Stay:A Second Chance Badboy RomanceBy: Melinda Minx
I pop the bottle and take a long swig. The cold German beer flows down my throat like a fucking elixir. All the sand from Syria is washed away by the Bavarian brew. I down nearly the whole bottle before I slam it down onto the bar.
“Shit,” I whisper. “Almost home…”
“How long has it been?” the guy across from me asks. He looks fresh. He’s got that soft baby face of a man who’s never had to kill. This German army base is a staging area for war. It’s a place where people who have never fought touch shoulders with guys like me. I’m on the way out, he’s on the way in.
“Fifteen years since I stepped foot on U.S. soil,” I say.
I rotate the beer in my hands, looking it over. It’s so cold it doesn’t feel real.
“Shit, man,” he hisses. “Fifteen years? You didn’t get to take any leave?”
I let out a dry laugh and shake my head.
I look up at him, and I lock eyes with him. “You got something to keep you anchored?”
“My wife,” he says,
“You getting shipped off?”
He nods. “Yeah, Syria.”
“You always think you’ll want to go back as soon as you get the chance,” I say. “But sometimes the things that you most wanted to see again keep you away. Don’t be a dipshit like me. Don’t be a fucking coward, remember why you want to go home, and go home. Fight for it.”
He looks at me and holds his glass out to me. I clank my bottle against his glass. “Prost.”
“Prost, man,” he says. “I’ll listen to your advice. It sounds like it’s coming from real experience.”
I nod and chug down the rest of my beer.
The only reason I’m going home now is because they’re making me. Each time I decided not to go back, it felt like “one more time,” but then each time it got harder to go back, until it was fucking impossible.
I couldn’t protect Eric. It wasn’t like an IED snatched him away from me, it was my own fucking fault. He got cut down right beside me. If I had kept a better lookout, if I had been more on point, I could have saved him. I’d have brought him home to Mom and Dad.
He got shot right next to me—the bullet could just as easily have hit me—and I dragged him to cover, then watched him bleed out in my arms. I couldn’t even stop the blood flow. I was fucking worthless.
I pop open another bottle and stare into it before taking a swig.
And then I stopped writing to Sophie. I stopped even opening her fucking letters. If I couldn’t protect Eric, then what good was I to her? I shake my head. Bullshit logic. Coward logic. Maybe I was punishing myself, or maybe I felt that I just didn’t deserve anything good after fucking up everything so bad.

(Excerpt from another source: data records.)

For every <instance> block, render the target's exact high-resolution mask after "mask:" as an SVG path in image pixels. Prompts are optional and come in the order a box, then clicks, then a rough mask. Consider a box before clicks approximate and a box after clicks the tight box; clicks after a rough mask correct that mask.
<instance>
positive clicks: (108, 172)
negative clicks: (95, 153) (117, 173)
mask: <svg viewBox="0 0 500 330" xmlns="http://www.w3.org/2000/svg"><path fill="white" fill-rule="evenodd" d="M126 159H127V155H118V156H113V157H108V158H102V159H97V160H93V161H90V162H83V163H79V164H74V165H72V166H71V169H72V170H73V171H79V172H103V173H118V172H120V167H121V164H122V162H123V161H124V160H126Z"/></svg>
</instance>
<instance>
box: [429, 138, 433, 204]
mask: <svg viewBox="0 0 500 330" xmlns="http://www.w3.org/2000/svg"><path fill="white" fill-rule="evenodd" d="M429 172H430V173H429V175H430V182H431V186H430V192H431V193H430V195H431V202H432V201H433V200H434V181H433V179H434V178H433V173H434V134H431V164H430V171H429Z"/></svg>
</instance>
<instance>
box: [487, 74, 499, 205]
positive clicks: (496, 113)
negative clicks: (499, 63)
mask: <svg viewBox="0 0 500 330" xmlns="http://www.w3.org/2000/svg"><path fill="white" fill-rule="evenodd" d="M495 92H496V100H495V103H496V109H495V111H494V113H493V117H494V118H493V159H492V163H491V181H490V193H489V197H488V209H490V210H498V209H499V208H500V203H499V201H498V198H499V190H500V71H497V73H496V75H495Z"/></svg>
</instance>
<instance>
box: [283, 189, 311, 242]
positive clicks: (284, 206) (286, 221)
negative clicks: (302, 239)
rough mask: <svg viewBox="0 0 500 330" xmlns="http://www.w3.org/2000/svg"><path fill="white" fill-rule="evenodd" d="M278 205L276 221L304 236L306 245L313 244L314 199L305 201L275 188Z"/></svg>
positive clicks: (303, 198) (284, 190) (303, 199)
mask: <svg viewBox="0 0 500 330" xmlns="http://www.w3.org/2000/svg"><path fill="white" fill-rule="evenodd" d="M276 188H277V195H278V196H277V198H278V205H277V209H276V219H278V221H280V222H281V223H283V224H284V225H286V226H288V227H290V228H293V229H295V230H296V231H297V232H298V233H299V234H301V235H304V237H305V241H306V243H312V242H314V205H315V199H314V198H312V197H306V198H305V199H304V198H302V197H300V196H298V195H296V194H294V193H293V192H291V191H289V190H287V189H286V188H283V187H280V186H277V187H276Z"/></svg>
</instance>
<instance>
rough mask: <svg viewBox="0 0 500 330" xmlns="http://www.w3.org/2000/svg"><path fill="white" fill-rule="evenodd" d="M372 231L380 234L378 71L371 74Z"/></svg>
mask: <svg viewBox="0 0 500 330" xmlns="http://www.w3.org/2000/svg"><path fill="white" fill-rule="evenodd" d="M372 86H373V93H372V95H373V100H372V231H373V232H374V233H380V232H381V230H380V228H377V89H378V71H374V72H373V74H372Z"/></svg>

All I know is I threw it away. I threw my life away. I traded the woman of my dreams away for a decade and a half of scars and ink. I was strong before, but now I’m hard. Each scar is an experience, a trial, and I passed all of them.
I’ve been stabbed half a dozen times, I’ve been shot, I’ve taken shrapnel in my shin—but still I’ve been too fucking chicken-shit to go back home? To visit my parents’ graves? What am I really afraid of?

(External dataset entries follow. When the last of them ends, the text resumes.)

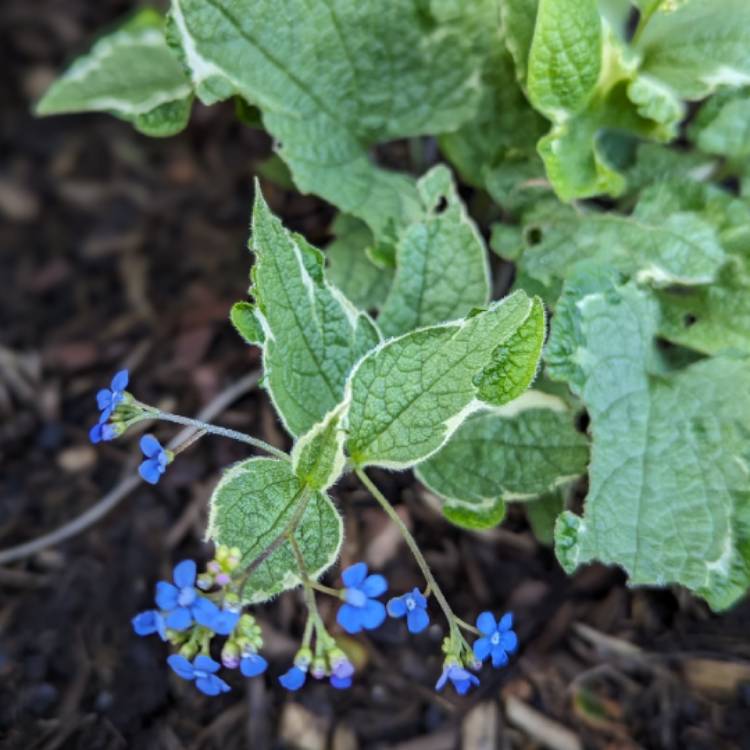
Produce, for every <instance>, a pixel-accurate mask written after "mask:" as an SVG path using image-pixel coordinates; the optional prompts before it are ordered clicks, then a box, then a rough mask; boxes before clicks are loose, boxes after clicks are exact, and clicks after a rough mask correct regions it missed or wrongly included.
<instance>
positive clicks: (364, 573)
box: [341, 563, 367, 588]
mask: <svg viewBox="0 0 750 750" xmlns="http://www.w3.org/2000/svg"><path fill="white" fill-rule="evenodd" d="M366 577H367V565H366V564H365V563H355V564H354V565H350V566H349V567H348V568H347V569H346V570H344V571H343V572H342V573H341V580H342V581H343V582H344V586H346V587H347V588H356V587H358V586H359V585H360V584H361V583H362V581H364V580H365V578H366Z"/></svg>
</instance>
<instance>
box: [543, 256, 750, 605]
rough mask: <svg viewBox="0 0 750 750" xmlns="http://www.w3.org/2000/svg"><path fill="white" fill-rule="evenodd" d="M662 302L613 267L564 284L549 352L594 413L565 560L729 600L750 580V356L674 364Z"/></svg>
mask: <svg viewBox="0 0 750 750" xmlns="http://www.w3.org/2000/svg"><path fill="white" fill-rule="evenodd" d="M658 322H659V320H658V306H657V303H656V301H655V300H653V298H652V297H651V296H650V295H649V293H648V292H647V291H644V290H640V289H639V288H638V287H636V286H635V285H634V284H633V283H632V282H631V283H630V284H628V285H626V286H619V285H618V283H617V281H616V280H615V279H613V278H612V276H611V272H610V271H606V272H603V271H602V269H601V268H600V269H591V268H588V269H580V268H579V270H578V272H577V273H576V275H575V276H574V277H572V278H571V280H570V281H569V282H568V284H567V285H566V289H565V292H564V294H563V297H562V299H561V302H560V304H559V306H558V309H557V314H556V317H555V320H554V322H553V326H552V337H551V339H550V344H549V347H548V352H547V362H548V367H549V372H550V374H551V375H552V376H553V377H555V378H557V379H561V380H566V381H567V382H568V383H569V385H570V387H571V388H572V389H573V391H574V392H575V393H576V394H577V395H579V396H580V397H581V399H582V400H583V402H584V404H585V405H586V407H587V409H588V413H589V416H590V418H591V427H590V429H591V434H592V441H593V442H592V452H591V465H590V469H589V480H590V484H589V493H588V496H587V498H586V502H585V507H584V514H583V516H578V515H575V514H574V513H571V512H565V513H563V514H562V515H561V516H560V518H559V519H558V521H557V525H556V530H555V540H556V551H557V555H558V558H559V560H560V562H561V563H562V565H563V567H564V568H565V569H566V570H568V571H572V570H574V569H575V568H576V567H577V566H578V565H580V564H582V563H586V562H589V561H591V560H600V561H602V562H605V563H613V564H617V565H620V566H622V567H623V568H625V570H626V571H627V573H628V575H629V578H630V582H631V583H632V584H644V585H659V586H663V585H666V584H668V583H679V584H681V585H683V586H686V587H688V588H690V589H691V590H693V591H695V592H697V593H698V594H700V595H701V596H703V597H704V598H705V599H706V600H707V601H708V603H709V604H710V605H711V607H712V608H714V609H717V610H719V609H724V608H726V607H728V606H730V605H731V604H733V603H734V602H735V601H736V600H737V599H738V598H740V597H741V596H742V595H744V592H745V591H746V589H747V586H748V583H750V566H749V565H748V563H749V561H750V523H749V522H750V490H749V489H748V487H749V486H750V485H749V483H748V479H749V478H750V477H749V476H748V458H750V456H748V450H747V423H748V419H750V376H749V375H748V373H750V369H749V368H748V360H747V359H740V358H737V359H734V358H729V357H716V358H713V359H710V360H704V361H699V362H697V363H694V364H692V365H689V366H688V367H686V368H684V369H682V370H678V371H672V372H667V373H665V372H664V371H663V370H661V369H660V368H659V367H658V358H657V351H656V349H655V347H654V342H653V339H654V336H655V334H656V331H657V327H658Z"/></svg>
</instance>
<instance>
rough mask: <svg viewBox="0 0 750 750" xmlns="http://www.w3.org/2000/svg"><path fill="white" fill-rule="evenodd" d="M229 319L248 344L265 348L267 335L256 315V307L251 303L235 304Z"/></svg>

“Nothing,” I mutter to myself.
“What’s that?” the bartender asks.
“Nothing,” I say. “I didn’t say anything.”
He walks off.
I’m not afraid of anything now. I’ve been through enough shit, it’s time to grab life by the balls. To go for what I want, even if I don’t deserve it anymore. Even if I don’t deserve her anymore.
I’m tired of running.
I’m tired of hiding.
After fighting in three wars in three countries, I never would have thought the hardest battle I’d fight would be back in Tuckett Bay.
“Sophie,” Dad says. “Did you see Pfizer is opening a new lab in Boston?”
I let out a deep sigh. “No, Dad, I didn’t see that.”
He sips his coffee and folds the newspaper over. “Just saying.”
“You’re not just saying,” I say. “You’re telling me I should apply for a job there. You’re telling me to get my ass out of Tuckett Bay.”